Island Park Drive was developed based on a 1903 study by Frederick G. Todd, a Landscape Architect. The study was commissioned by the Ottawa Improvement Commission with the goal of outlining a general comprehensive scheme for the systematic improvement of the city, with focus on future health and happiness of its inhabitants and considering Ottawa’s special status as the Capital of the Dominion of Canada.
Frederick G. Todd took into consideration the city’s expected rapid growth over the decades to follow and recognized that the future of the city depends on ability
to look ahead and plan properly. In order to develop Ottawa, as a capital city, into a city of unusual beauty and attractiveness, he believed that the parks and open spaces should be numerous, and ample boulevards and parkways should skirt the different waterways, as well as connect the principal parks and the different public buildings.
Mr. Todd reviewed the city and its surroundings and designed a comprehensive interconnected network of existing and new parkways, parks and waterways both inside and outside the original city limits.

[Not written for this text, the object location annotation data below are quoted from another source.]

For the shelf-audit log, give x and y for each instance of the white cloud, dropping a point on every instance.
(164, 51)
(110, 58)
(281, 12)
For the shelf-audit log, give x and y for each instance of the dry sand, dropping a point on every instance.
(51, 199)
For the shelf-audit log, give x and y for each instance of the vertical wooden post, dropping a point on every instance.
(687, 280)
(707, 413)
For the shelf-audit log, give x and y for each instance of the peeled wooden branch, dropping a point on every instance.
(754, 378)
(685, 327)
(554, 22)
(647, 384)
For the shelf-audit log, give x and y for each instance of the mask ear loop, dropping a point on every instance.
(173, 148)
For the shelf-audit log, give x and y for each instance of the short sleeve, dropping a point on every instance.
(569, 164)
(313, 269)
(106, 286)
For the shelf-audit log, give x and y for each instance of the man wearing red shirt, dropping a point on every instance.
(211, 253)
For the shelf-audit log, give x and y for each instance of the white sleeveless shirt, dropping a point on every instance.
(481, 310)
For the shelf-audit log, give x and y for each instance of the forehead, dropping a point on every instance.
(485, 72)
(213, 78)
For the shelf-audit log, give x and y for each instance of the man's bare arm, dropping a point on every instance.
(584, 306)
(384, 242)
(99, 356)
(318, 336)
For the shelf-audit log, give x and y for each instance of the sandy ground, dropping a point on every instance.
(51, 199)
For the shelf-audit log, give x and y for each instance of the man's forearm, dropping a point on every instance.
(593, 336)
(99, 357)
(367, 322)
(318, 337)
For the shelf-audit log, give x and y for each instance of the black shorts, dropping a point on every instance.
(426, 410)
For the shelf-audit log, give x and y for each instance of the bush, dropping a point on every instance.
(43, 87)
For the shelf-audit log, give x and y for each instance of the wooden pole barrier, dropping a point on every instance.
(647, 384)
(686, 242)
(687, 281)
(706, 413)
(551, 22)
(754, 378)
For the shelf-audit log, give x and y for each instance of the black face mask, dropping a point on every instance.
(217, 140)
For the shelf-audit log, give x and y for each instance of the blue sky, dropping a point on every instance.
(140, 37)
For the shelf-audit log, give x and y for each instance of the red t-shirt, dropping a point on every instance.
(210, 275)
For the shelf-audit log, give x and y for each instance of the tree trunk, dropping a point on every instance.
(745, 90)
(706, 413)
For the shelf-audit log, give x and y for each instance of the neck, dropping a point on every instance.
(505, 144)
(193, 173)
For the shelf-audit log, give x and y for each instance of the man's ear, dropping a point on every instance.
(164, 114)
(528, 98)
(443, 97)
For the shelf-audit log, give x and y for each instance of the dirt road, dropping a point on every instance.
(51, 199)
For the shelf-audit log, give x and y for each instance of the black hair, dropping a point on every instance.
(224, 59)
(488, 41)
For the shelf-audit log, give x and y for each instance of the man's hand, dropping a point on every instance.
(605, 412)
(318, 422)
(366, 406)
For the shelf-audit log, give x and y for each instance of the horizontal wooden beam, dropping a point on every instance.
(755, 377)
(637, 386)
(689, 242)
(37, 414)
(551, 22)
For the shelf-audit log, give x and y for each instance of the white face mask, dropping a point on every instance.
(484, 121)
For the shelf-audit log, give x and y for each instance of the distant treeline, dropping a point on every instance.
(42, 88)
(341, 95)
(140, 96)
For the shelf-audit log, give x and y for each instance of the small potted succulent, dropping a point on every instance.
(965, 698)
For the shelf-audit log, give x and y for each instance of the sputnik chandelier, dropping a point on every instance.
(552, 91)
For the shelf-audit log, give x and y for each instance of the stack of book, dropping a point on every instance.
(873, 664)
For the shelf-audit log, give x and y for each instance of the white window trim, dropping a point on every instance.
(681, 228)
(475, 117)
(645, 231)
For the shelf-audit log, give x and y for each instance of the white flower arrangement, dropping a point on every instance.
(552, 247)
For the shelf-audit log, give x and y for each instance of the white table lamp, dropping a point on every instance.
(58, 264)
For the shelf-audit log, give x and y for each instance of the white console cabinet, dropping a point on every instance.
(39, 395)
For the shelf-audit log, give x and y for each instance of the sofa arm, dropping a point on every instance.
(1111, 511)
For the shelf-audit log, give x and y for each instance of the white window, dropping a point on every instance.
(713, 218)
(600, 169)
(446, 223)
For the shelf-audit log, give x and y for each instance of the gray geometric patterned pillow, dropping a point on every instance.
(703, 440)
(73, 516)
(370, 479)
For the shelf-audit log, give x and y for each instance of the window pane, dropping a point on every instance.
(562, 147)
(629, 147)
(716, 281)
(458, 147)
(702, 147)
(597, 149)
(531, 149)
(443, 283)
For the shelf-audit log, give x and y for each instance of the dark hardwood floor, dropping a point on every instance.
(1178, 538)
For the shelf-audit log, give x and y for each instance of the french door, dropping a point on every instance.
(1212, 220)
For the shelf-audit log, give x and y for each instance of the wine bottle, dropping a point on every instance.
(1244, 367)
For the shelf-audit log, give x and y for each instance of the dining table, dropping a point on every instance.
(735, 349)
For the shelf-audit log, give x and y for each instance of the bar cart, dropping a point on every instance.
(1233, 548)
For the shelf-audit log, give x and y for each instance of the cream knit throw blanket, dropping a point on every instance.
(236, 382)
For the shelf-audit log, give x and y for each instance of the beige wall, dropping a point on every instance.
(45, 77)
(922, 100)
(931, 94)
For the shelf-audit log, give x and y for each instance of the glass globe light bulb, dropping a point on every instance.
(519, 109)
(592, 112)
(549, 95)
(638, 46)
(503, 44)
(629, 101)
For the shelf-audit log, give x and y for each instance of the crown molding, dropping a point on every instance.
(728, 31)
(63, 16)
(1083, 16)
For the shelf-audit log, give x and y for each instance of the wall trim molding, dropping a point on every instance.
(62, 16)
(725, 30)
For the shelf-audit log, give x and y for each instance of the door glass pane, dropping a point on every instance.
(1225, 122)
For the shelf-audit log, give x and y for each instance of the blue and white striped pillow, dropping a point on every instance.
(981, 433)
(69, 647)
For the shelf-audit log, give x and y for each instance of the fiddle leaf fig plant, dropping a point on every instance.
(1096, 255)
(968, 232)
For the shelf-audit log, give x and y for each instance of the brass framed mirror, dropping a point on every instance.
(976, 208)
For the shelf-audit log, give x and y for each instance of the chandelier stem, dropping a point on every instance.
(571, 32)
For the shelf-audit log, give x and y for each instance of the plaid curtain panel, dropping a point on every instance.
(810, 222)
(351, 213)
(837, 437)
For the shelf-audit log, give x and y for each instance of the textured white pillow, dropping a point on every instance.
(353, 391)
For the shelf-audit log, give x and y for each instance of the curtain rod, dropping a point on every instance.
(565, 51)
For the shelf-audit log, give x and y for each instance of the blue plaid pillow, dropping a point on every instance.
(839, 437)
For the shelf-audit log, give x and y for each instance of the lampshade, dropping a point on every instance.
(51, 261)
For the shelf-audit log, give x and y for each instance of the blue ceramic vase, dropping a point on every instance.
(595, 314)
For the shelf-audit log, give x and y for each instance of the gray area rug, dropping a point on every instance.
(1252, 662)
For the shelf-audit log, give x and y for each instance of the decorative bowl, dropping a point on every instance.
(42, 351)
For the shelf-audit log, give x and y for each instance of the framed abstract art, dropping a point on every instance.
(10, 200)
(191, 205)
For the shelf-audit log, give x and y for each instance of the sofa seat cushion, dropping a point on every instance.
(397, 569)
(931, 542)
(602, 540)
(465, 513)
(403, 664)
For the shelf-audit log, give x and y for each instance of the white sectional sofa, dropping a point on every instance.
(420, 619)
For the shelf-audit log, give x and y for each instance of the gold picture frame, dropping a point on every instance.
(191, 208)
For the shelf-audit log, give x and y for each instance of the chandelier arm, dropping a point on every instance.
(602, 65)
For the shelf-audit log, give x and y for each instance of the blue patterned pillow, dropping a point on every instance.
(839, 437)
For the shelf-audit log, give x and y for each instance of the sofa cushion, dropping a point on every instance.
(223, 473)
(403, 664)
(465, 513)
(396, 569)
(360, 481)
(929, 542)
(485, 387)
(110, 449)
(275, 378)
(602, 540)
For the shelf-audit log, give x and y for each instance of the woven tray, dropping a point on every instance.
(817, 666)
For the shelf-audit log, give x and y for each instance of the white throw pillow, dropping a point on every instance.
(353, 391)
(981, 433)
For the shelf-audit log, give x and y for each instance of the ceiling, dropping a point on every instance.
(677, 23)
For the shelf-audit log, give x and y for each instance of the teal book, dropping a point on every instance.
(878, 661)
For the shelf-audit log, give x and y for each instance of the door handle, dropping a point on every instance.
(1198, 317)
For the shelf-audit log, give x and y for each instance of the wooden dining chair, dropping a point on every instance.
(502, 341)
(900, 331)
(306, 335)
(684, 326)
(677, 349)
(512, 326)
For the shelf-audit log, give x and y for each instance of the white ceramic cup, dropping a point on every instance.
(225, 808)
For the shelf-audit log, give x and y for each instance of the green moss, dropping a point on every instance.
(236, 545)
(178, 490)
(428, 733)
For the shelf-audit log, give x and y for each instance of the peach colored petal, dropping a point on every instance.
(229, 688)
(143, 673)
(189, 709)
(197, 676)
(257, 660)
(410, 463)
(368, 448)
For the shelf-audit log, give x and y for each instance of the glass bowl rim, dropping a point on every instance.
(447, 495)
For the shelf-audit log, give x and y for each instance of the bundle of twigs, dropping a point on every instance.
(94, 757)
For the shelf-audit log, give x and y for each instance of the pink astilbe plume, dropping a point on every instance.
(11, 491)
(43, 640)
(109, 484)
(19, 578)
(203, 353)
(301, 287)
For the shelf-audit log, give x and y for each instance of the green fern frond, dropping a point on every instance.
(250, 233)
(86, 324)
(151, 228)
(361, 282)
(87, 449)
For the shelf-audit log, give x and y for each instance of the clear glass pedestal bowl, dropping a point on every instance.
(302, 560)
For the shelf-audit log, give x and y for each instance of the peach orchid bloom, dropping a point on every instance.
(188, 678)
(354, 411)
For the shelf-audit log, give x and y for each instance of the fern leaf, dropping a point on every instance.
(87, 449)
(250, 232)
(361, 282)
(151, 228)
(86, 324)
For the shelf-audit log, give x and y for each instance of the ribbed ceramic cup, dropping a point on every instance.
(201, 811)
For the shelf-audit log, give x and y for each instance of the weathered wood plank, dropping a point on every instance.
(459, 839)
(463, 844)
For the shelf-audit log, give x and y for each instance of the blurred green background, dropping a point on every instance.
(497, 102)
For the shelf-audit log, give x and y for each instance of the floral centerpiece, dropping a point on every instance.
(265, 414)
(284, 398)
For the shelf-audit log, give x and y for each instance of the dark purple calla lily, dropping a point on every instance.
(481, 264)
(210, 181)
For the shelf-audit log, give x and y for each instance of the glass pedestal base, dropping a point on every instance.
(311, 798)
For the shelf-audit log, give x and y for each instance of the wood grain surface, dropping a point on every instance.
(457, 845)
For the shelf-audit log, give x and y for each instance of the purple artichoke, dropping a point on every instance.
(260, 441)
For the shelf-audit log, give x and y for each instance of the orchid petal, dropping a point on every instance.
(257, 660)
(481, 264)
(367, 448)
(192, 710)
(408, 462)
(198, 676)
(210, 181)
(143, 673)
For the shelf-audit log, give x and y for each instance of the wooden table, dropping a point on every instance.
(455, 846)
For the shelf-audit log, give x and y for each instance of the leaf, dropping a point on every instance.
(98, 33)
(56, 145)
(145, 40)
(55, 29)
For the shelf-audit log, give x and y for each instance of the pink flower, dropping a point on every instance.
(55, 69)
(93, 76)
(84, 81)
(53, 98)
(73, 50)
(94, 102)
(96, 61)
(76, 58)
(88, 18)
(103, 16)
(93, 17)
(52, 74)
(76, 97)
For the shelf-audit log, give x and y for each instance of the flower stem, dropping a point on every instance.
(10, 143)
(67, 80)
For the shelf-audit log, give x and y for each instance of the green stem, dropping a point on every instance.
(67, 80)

He recommended to develop a new park near the river, called Chaudière Park, and a parkway that he called Victoria Parkway (current Island Park Drive), that would connect Experimental Farm to this park. Mr. Todd says in his report “…it seems that the desirable route would continue within the Experimental Farm almost to the toll-
gate. From this point unoccupied land could be taken for the entire distance, crossing near Merivale Avenue through beautiful woods in the rear of Victoria Park, across the Canadian Pacific Railway, through more fine woods, over a high
elevation where the Parliament Buildings are in full view, and where a view is obtained of the distant Laurentian Mountains, across Richmond Road, a little west of the toll gate, and hence by the nearest route to the proposed park.”